Joe wasn't sure though and in the spring of 1970 he had a go with an electric drill and this time knew he had succeeded in the ancient art of trepanning himself, that is, drilling a hole in his skull to expose his brain. He achieved a state of freedom and serenity which "has been with him ever since."
Joe's reasons were complicated and maybe a little LSD-addled but the kernel of them is this: as soon as our ancestors stood upright our brains became starved of oxygen and sugar. The best way to get oxygen to our poor, asphyxiating brains, and feel well again, is to cut a hole into one's skull
Joe's then partner, Amanda Feilding, followed him by drilling her own skull. Once she had broken thorough and the blood has stopped spurting she advanced on Joe smiling.
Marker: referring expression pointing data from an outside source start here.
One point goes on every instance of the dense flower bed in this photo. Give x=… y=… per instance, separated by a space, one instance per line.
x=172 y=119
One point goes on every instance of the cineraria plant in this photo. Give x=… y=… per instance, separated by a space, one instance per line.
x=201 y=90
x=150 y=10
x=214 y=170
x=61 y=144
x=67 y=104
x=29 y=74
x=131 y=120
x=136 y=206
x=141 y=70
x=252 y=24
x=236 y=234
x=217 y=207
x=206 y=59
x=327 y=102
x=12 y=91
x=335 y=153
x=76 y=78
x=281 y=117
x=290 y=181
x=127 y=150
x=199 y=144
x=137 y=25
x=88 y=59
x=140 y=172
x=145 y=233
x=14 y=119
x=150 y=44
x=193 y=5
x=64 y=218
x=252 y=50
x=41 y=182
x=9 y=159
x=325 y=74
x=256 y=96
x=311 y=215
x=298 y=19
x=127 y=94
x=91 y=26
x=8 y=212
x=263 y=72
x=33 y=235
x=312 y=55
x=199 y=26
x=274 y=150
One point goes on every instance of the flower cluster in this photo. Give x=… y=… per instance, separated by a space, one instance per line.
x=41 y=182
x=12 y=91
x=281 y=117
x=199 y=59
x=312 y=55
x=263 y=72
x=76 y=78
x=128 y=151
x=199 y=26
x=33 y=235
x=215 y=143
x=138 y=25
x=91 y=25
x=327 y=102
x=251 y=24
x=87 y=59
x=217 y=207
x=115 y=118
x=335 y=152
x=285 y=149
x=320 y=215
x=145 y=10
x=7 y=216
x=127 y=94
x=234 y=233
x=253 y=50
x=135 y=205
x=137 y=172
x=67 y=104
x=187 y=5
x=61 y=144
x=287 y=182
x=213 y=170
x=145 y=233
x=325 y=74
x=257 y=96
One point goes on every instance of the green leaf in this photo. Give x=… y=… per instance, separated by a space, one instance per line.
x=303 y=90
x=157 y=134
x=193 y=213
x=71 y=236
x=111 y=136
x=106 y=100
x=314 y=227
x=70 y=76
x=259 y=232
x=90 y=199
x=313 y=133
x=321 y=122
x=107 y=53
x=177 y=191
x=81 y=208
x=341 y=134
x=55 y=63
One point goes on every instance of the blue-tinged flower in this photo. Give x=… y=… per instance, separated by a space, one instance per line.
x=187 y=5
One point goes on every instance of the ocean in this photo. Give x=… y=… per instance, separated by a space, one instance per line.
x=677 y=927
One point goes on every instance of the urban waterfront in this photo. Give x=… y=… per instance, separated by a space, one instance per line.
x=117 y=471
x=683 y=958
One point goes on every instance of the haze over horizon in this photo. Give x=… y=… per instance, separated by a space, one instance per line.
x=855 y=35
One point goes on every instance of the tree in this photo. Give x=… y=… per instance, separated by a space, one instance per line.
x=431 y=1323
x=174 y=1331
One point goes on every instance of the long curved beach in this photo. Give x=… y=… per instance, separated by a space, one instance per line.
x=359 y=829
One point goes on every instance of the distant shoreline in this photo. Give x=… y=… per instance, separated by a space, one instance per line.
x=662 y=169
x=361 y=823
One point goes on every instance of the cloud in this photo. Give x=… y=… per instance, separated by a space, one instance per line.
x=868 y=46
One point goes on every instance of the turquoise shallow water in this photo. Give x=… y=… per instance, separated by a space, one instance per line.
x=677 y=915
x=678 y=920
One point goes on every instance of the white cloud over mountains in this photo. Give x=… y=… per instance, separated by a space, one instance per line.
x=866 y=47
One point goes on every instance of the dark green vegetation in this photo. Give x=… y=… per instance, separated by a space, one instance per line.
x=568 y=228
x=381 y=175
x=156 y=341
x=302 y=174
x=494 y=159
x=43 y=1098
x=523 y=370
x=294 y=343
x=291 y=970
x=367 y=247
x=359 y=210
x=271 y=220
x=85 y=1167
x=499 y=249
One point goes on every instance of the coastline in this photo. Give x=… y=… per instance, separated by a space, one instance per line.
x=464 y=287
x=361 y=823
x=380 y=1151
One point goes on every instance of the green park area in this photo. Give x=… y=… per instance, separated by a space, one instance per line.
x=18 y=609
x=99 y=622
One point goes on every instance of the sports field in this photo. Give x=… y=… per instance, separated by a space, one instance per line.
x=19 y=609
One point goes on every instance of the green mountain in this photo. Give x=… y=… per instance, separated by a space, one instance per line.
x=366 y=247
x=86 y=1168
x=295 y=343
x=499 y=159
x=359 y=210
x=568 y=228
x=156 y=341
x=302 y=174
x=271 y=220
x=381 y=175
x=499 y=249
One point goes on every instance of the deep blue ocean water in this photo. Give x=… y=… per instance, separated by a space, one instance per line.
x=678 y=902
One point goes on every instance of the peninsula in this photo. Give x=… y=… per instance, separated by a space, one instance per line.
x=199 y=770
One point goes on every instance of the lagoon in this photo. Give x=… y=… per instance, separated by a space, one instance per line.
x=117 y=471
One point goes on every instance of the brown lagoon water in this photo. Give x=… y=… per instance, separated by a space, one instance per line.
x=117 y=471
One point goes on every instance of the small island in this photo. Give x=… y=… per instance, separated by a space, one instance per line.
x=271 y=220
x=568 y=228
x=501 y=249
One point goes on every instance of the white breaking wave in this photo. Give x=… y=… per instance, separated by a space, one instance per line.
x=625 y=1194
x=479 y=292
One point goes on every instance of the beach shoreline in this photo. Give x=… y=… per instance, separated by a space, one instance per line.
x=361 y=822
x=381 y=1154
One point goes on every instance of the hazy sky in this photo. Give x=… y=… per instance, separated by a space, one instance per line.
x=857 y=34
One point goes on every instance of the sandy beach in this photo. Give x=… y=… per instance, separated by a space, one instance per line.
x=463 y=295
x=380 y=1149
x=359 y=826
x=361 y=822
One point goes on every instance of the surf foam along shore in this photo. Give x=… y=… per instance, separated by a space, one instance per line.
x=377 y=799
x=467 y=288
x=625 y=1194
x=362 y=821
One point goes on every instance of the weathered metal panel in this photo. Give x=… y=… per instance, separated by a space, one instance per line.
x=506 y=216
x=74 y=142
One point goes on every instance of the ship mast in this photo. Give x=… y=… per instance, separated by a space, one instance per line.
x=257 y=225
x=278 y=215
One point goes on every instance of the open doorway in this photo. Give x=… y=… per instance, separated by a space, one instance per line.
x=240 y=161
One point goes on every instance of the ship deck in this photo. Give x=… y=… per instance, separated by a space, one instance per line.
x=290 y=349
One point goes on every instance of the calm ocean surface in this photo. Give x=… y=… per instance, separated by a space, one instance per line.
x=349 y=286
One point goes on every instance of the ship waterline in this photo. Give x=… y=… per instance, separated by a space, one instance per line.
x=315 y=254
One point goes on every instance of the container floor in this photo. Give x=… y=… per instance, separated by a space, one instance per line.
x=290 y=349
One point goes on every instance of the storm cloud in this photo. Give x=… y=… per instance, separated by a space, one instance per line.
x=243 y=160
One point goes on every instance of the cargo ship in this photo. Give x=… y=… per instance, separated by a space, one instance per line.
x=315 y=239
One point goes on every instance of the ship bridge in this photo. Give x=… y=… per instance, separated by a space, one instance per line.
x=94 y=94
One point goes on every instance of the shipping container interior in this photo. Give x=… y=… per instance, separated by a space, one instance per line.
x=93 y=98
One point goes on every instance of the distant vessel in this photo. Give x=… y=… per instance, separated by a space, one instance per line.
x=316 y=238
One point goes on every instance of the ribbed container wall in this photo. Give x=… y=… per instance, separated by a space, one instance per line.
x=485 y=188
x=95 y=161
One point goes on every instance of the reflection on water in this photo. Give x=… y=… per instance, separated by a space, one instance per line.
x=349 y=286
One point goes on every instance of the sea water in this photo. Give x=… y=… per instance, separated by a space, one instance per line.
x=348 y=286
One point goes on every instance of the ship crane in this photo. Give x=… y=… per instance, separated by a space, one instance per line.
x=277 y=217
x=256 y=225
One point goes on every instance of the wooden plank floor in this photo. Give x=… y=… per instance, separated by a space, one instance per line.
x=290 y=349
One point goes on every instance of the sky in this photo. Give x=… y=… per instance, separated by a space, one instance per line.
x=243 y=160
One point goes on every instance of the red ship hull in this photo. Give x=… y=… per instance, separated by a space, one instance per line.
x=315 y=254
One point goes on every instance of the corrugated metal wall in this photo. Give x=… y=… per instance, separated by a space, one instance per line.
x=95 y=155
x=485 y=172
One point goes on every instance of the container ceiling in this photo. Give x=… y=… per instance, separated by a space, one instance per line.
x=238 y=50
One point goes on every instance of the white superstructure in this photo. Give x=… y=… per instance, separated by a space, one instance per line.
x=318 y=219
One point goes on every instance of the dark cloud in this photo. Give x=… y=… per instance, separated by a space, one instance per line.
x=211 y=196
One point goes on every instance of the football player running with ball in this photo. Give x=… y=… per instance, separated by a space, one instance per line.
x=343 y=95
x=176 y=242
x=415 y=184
He had filmed her operation, later releasing it as the film 'Heartbeat in the Brain'
Their experiments did not leave them as scatter-brained as you might expect: they married, had two children and ran the Pigeon Hole art gallery on Langton Street, off the King's Road.
Amanda stood for parliament demanding trepanation should be available free on the NHS. Joe survived an interview on Channel 4's new lad era breakfast show The Big Breakfast.
They split up in the in the 90s and Amanda has since married a Lord and founded the Beckley Foundation, a charitable trust carrying out "research into the practices used to alter our conscious states". She's keeping it unreal.
Joe is in Clapham and on the web, airing his thoughts on drugs and trepanation thirty years since he first aired his brain. They have survived and thrived after embracing alternative ideas on health that would make the most ardent homeopath or acupuncturist run away and cry.